- The Washington Times - Wednesday, July 30, 2003

U.S. efforts to protect domestic industries are challenged more frequently and overturned more often than those of any other country at the World Trade Organization, the General Accounting Office said yesterday.

“This report confirms my concern that the WTO dispute settlement process has gone badly wrong and that changes are needed to bring it back on course,” said Sen. Max Baucus, the Montana Democrat who requested the GAO study.

The WTO’s 146 members set global trade rules and agree to a kind of court system that enforces those rules. Any country or group of countries can challenge another’s trade barriers.
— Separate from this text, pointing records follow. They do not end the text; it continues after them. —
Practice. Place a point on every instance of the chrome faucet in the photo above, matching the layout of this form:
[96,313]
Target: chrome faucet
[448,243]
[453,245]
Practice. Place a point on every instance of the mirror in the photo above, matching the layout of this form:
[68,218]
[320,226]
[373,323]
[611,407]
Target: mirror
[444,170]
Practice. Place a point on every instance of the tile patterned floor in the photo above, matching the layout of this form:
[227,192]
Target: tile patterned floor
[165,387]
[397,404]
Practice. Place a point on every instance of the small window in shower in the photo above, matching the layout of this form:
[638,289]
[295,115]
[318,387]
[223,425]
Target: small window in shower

The trade remedies studied in the report, usually duties or import restrictions, are applied after the U.S. government determines that a U.S. industry sector, like steel or lumber, is threatened by imports.

In one recent high-profile case against the United States, the WTO ruled that tariffs to protect domestic steelmakers, implemented by President Bush last spring, are illegal.
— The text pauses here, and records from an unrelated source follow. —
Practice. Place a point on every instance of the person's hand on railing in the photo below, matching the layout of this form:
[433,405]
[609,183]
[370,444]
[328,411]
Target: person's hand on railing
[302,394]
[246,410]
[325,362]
The WTO has ruled for or against the United States at about the same ratio as it has for or against other countries, and has “treated its members the same in trade remedy cases,” the GAO said.

But the report said that countries on the offensive are more likely to prevail than countries defending their trade remedies — bad news for the United States, which often is challenged but much less often takes others to task.
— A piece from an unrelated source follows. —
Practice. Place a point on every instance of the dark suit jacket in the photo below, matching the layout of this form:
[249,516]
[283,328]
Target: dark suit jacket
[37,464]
The 15-nation European Union is the most frequent complainant. European Union officials maintain that the WTO system works well and the United States needs to comply with unfavorable rulings.

The rulings affected a number of U.S. laws, regulations, practices, and measures, the GAO said in a report that examined the period between 1995 — the WTO’s first year — and the end of 2002.

“The decisions against the United States have had significantly more far-reaching effects than those against other countries,” Mr. Baucus said.

The Bush administration also “has some serious concerns with WTO dispute settlement,” Theodore Kassinger, the Commerce Department’s general counsel, wrote in a letter commenting on the GAO report.

Because the number of cases is increasing and the effect of some decisions is uncertain, the report fails to recognize the potential future impact of some decisions, Mr. Kassinger said.

The U.S. International Trade Commission, the agency that administers many of the trade laws subject to WTO challenges, said that without any changes, more adverse rulings are likely.

“… It appears likely that the United States will be subject to additional adverse rulings, with all the attendant consequences,” ITC Chairman Deanna Tanner Okun and three other ITC commissioners told the GAO.

Trade negotiators are addressing the dispute settlement process as part of the current round of WTO negotiations, Mr. Kassinger said. But in recent testimony to Congress a U.S. trade official said the topic is not a top priority.

“We can and should be doing more to defend our trade laws, to reform the WTO dispute resolution process, and to use that process to our advantage,” Mr. Baucus said.